I’m going to tell you what – he’s not going to look like an elder. An elder’s, you know, this is…
Audience: I’ve always seen the difference from my perspective about elders, the authority as we have them compared to what the religious system has, and it’s like a plant growing up. They grew up in the church. They begin to function. Nobody puts a name on it. They just are, and they just do.
Yes, sir. That’s called organic. And nobody has bothered to take the time to be organic. And men like me are so insecure that they get elders around them to protect them. I’m going to repeat that. I don’t know of a man in this world who gets a bunch of elders around him while he’s doing his work to protect him, but that man is insecure. I say it, I’ll say it again, sir, you’re insecure. You’re insecure in your calling, your vision, your work, your testimony, and your internal resources. It is not necessary. Furthermore, one of these days, we’re going to publish a little book on rethinking elders again, and we’re going to prove that elders were transitional. And we’re going to put that out too, but we’re going to lose that kind of eldership if we come off the stage.
We’re going to lose the living room. We’re going to lose non-paid clergy or workers. This sword doesn’t stay still. I suppose this is the second most important thing I’ll put here.
The first one was that we will lose a redemption of the Lord’s testimony, which is so desperately needed, a return to our honesty in His testimony among Christians outside the institutional church. Let me tell you what we will lose.
We will lose…you. Do you have any idea how many places I’ve traveled to since I left the institutional church? Have any idea how many groups of people I’ve addressed? You are a vanishing breed, and if you vanish, not me, and even, not even you, but Christians all over the world lose. You who don’t have elders, you who do have open meetings, you who can touch the Lord, you who do share, you who get together and find the Lord, the mind of the Lord, all the experience you have accumulated. All the trial and error that we have gone through, that you have gone through…if this thing that we are passes off the pages of history, we lose you.
We lose the richness of your experience. We lose you, and we lose any hope of anybody coming along to take your place. We vanish. All that we can call on, we lose it all. The question is, do you want to lose it? And yes, it’s flawed, but it’s still ahead of whoever’s in second place.

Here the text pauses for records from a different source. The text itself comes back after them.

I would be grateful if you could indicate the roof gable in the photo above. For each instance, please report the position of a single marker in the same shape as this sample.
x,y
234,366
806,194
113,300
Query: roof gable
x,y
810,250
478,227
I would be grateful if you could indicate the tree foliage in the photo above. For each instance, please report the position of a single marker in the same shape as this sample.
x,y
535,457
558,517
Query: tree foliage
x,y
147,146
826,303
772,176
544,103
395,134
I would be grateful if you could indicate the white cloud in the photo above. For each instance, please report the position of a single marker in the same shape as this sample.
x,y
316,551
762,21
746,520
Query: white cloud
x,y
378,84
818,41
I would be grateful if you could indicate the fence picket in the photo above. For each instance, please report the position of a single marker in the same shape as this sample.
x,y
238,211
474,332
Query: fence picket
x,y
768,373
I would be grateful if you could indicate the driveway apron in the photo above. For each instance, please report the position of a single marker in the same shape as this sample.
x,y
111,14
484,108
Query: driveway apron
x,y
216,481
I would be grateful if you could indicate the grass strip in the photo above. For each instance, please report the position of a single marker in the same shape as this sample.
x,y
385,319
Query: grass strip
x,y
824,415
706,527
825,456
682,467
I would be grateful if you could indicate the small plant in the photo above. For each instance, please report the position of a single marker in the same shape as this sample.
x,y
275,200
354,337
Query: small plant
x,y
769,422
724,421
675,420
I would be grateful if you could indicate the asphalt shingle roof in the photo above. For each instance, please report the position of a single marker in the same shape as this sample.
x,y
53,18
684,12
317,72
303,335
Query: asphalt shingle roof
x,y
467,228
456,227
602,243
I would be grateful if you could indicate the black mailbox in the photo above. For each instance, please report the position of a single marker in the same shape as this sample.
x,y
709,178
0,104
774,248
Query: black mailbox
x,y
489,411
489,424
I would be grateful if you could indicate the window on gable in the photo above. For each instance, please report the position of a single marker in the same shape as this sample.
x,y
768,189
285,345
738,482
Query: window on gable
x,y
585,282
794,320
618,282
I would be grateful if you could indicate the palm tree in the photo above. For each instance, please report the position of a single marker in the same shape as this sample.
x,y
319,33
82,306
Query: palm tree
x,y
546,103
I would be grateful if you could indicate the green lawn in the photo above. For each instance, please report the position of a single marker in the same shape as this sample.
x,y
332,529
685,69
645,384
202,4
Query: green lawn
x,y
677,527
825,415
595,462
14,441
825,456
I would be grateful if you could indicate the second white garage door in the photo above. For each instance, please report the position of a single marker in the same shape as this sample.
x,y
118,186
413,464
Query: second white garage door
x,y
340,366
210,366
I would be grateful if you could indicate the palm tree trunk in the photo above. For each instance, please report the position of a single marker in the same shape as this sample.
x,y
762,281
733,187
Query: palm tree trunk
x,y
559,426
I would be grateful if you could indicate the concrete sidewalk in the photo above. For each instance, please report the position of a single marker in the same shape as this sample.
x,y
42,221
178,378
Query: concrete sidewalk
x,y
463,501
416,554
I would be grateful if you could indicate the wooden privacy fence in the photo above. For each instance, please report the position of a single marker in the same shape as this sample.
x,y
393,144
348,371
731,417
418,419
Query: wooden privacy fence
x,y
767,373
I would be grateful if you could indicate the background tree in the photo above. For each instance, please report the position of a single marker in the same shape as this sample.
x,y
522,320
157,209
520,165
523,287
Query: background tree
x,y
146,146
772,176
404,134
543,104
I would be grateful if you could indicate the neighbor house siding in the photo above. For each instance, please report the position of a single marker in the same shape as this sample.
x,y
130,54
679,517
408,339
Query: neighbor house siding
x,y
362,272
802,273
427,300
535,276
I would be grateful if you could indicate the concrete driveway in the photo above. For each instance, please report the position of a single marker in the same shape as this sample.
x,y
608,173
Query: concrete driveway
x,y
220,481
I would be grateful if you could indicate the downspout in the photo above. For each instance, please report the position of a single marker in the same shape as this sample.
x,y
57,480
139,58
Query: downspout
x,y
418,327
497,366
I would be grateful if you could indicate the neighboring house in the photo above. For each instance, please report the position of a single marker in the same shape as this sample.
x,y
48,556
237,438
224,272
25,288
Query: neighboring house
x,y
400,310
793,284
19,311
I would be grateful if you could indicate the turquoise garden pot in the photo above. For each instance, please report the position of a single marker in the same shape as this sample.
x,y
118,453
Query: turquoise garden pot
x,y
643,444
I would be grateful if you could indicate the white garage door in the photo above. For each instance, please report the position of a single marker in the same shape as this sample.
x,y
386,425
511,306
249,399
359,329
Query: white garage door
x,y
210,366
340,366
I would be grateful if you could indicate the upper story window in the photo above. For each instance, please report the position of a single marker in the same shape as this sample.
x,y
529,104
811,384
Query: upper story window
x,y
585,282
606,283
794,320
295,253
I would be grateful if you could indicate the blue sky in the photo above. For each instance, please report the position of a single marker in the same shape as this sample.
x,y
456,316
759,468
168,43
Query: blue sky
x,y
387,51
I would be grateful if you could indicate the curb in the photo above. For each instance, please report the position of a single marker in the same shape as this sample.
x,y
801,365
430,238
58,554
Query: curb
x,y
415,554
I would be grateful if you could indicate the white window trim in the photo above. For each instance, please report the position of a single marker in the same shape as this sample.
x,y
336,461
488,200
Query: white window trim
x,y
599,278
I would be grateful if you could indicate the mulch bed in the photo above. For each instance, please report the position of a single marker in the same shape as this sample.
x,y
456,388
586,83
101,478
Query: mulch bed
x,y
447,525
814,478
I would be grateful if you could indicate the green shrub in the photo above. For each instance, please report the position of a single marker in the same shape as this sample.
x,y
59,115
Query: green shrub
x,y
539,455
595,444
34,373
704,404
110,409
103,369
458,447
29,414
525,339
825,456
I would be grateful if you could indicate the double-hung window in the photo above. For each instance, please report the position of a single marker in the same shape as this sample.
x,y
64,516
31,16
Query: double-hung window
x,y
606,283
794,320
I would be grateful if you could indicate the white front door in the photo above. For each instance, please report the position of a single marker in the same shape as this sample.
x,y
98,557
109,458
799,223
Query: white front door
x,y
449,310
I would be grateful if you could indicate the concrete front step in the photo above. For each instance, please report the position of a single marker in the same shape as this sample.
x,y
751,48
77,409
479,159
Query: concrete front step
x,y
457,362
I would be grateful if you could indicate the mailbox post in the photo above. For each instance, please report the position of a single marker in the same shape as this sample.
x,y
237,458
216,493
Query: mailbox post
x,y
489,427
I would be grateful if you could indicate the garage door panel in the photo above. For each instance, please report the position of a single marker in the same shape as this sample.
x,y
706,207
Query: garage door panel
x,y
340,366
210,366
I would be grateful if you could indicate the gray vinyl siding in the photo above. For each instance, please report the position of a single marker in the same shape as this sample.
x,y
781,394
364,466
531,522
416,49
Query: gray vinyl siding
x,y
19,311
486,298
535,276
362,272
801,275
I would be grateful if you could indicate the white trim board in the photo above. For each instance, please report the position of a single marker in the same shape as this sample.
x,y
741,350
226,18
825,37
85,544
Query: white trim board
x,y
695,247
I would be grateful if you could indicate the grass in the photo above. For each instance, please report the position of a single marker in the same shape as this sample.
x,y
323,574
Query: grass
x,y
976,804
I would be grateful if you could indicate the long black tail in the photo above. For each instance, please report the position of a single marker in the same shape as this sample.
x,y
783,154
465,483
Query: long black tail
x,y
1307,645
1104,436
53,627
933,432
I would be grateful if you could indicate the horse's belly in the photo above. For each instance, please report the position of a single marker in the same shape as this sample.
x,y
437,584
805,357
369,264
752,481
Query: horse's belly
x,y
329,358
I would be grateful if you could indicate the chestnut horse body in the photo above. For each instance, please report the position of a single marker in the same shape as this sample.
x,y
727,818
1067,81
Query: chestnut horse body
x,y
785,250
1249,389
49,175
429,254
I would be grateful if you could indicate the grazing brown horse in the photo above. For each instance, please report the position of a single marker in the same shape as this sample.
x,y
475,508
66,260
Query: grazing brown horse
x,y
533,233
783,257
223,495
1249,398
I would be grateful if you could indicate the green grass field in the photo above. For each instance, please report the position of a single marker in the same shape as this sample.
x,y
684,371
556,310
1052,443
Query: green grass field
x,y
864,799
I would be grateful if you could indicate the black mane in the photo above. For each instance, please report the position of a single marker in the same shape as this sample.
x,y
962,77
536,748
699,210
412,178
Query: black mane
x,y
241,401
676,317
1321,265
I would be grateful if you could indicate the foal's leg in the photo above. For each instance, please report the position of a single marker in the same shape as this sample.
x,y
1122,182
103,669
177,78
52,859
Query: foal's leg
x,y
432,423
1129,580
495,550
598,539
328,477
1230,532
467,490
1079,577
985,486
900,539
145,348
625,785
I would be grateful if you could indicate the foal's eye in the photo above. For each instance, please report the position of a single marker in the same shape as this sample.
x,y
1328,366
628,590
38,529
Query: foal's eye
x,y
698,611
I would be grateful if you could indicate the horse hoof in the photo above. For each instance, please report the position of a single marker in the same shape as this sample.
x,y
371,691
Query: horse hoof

I speak of you. You’re both strong and patient. This thing of being strong and patient. All I have been doing for the last forty years has been seeking to leave no ugly spirit in any group of Christians I have worked with, so that you will imitate me and be strong and patient. And if you challenge my work, I will not fight you. I don’t know of anybody else in this world who lives under this Damocles sword. If you don’t want me, I will leave you. I will get up and slip out, and there will be those who will be hurt, perhaps fatally, but they will be nothing compared to those who…if I stay and fight.